Many studies have been performed on the clinical features of COVID-19 patients [1,2,3]. There are no reports covering the pulmonary ventilation function of COVID-19 patients, especially severe ones whose lung function may be badly affected. In this study, we described the severe COVID-19 patients’ lung ventilation function.

The First Affiliated Hospital of Harbin Medical University in Heilongjiang Province of China has been designated a treatment center for severe COVID-19 patients in late February. The severe COVID-19 patient in our study refers to the person who has been hospitalized because of COVID-19 with PaO2/FiO2 ≤ 300 mmHg.

We collected the pulmonary ventilation function variables of survivors from severe COVID-19 who could complete the lung function test near discharge and in quarantine period (2 weeks after discharge); the variables include vital capacity (VC)/predicted value, forced vital capacity (FVC)/predicted value, forced expiratory volume in 1 s (FEV1)/predicted value, forced expiratory volume in 1 s/forced vital capacity (FEV1/FVC), and maximal mid-expiratory flow (MMEF)/predicted value. Before performing a lung function test, we used ultrasonography to exclude the patients who exhibited pleural effusion or pulmonary consolidation.

The SAS v9.1.3 software was used for statistical analysis. The normally distributed quantitative data were described by the mean ± standard deviation ( ± s). A paired t test and Wilcoxon rank-sum test were used for comparison of lung function variable values, and the paired chi-square test (McNemar’s test) was used for comparison of lung function type.

We studied 18 patients, including three with a history of smoking and one with a history of tuberculosis.

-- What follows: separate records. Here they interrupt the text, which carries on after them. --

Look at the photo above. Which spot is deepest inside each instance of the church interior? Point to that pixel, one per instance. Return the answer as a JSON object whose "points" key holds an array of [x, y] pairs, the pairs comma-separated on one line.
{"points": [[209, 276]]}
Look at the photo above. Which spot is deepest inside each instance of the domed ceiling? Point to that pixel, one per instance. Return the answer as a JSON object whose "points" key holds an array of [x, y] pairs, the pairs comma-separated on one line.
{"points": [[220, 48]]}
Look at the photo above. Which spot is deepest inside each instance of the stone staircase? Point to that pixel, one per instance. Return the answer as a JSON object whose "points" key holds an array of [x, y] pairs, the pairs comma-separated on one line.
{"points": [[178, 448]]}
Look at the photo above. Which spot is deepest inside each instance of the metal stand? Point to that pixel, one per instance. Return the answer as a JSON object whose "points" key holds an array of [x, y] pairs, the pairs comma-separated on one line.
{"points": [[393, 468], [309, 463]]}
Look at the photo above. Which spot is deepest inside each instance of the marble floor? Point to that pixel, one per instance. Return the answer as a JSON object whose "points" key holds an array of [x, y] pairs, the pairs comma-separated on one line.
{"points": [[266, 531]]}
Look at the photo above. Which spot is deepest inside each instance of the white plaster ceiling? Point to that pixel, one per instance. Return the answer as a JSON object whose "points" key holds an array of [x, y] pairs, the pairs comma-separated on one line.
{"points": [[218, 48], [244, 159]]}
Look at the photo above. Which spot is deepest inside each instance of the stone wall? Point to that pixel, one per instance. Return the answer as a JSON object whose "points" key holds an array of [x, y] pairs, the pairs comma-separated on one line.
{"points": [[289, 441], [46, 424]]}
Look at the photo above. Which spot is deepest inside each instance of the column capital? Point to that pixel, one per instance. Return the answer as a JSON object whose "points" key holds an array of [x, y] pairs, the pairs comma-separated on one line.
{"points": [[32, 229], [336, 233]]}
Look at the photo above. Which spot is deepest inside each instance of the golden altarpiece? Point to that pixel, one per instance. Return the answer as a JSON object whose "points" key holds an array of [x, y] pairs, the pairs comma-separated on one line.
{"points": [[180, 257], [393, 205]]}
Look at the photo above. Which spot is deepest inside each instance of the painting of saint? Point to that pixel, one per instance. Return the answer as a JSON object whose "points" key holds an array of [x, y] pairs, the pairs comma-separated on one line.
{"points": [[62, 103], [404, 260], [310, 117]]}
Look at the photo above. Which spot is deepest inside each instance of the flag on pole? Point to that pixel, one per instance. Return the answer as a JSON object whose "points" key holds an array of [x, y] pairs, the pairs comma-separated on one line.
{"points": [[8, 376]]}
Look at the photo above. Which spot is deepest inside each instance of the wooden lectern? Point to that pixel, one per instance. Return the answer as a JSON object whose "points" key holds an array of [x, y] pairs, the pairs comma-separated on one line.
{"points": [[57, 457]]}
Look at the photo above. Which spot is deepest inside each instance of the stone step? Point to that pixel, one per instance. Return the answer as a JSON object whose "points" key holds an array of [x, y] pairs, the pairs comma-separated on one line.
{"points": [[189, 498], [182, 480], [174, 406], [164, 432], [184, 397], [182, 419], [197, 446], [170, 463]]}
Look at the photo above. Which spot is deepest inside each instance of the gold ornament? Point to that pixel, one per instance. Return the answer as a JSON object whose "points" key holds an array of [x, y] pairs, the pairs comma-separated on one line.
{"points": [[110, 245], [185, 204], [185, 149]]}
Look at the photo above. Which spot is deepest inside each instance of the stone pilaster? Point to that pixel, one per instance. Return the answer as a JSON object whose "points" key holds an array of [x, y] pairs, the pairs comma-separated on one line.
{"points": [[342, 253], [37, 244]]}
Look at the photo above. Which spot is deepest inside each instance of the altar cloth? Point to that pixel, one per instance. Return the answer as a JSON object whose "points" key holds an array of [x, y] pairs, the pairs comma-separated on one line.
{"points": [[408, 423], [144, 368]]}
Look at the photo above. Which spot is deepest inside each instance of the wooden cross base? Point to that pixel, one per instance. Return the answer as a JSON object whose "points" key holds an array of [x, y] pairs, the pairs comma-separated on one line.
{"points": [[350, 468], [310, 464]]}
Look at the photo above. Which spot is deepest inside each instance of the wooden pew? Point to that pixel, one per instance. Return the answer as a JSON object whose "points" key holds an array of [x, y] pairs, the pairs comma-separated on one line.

The second test was obtained a mean of 12 days after the first one. The first lung ventilation function tests (the tests near discharge) showed that 8 patients were normal including 2 smokers; 4 patients had restriction ventilation dysfunction including the patient with secondary pulmonary tuberculosis; 2 patients had restriction ventilation dysfunction with small airway dysfunction; 1 patient who also had the smoking history had obstructive ventilation dysfunction; 3 patients had small airway dysfunction. There was no statistical difference in lung function type between the first and the second pulmonary function test (P = 0.99) (Table 1).

Table 1 Lung ventilation function type and variable values for the 18 severe COVID-19 patients

Compared with the first test, VC/predicted value, FVC/predicted value, and FEV1/predicted value in the second test were significantly higher (P < 0.05), while FEV1/FVC was significantly lower; no significant difference was found in MMEF/predicted value (Table 1).

This report gives a picture of the lung ventilation function of severe COVID-19 patients. The abnormal rate of lung ventilation function was high near discharge, with restriction ventilation dysfunction and small airway dysfunction accounting for 50% of all patients. The result of autopsy obtained from three patients showed interstitial lung inflammation, alveolar inflammatory cell infiltration, mild fibrous hyperplasia, partial alveolar hyaline membrane formation, and alveolar structure destruction [4]; it is suggested that these pathological changes may result in the decrease in lung compliance, which may exhibit restriction ventilation dysfunction in a lung function test. With virus particles observed in distal airway mucosal epithelial through electron microscopy [4], bronchiolitis may exist and result in dysfunction of the small airway. The significant differences of all variable values but MMEF/predicted value suggest that the lung ventilation function is improving except for small airway function, which may require longer-term follow-up.